Nacht ist es. Die Hütte ist klein, aber warm. An der Wand hängen Fischernetze. Ein alter Schrank steht in einer Ecke, und auf einem Wandbrett stehen Teller und Tassen. Das Herdfeuer spiegelt sich darauf. Hinter einem Vorhang steht das Bett. Und dicht dabei auf alten Bänken liegt eine breite Matratze, mit Stühlen davor. Auf der Matratze schlafen fünf kleine Kinder, Seite an Seite, ein richtiges kleines Seelennest. Der Herd ist breit, Brennholz liegt dort, und die Glut wirft mitunter einen roten Schein hinauf bis zur Stubendecke. Vor dem Bett kniet eine Frau und betet. Sie ist bleich und ernst. Die Mutter. Allein ist sie. Der Mann ist auf der See. Und stürmisch ist die Nacht geworden. Das Meer wirft seine schwarzen Wogen empor gegen Fels und Himmel durch Nacht und Sturmgeheul.

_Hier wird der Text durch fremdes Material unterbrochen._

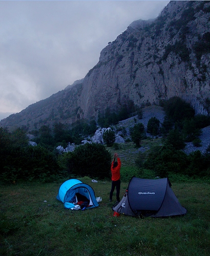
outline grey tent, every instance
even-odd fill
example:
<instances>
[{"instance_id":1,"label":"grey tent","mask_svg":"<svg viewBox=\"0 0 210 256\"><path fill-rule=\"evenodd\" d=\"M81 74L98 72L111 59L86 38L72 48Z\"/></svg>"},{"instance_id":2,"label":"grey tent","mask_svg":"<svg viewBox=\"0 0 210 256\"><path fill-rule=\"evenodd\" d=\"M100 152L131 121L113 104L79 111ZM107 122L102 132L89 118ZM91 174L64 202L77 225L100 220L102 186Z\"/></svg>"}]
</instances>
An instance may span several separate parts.
<instances>
[{"instance_id":1,"label":"grey tent","mask_svg":"<svg viewBox=\"0 0 210 256\"><path fill-rule=\"evenodd\" d=\"M133 177L120 202L112 209L131 216L165 217L185 214L168 178L146 179Z\"/></svg>"}]
</instances>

Als Junge schon ging er zur See. Aber jetzt ist er Fischer hier in seiner Heimat, im harten Kampf mit dem Meer um Brot für Weib und fünf Kinder. Abend für Abend fährt er aus, bei Kälte, und Sturm, und Nebel. Der Fischplatz, den er suchen muss, ist bald hier, bald dort. Rauh und launisch ist das Meer. Mitunter ist der Fischplatz nicht grösser als die doppelte Stubenbreite. Und gerät er über diese Stelle hinaus, kann er sie nicht finden, so fängt er nichts. Und finden muss er sie auch im dunklen Dezember, im Nebel. Und Wind und Strömung muss er berechnen. Er ist immer allein. Und mitten im wunderlichen Suchen da draussen, im Schrecken des Nebelmeers denkt er an sein Weib, und sein Weib sitzt daheim und bangt um ihn. Und beider Gedanken kreuzen sich in der Nacht wie Vögel, die von Herz zu Herzen fliegen.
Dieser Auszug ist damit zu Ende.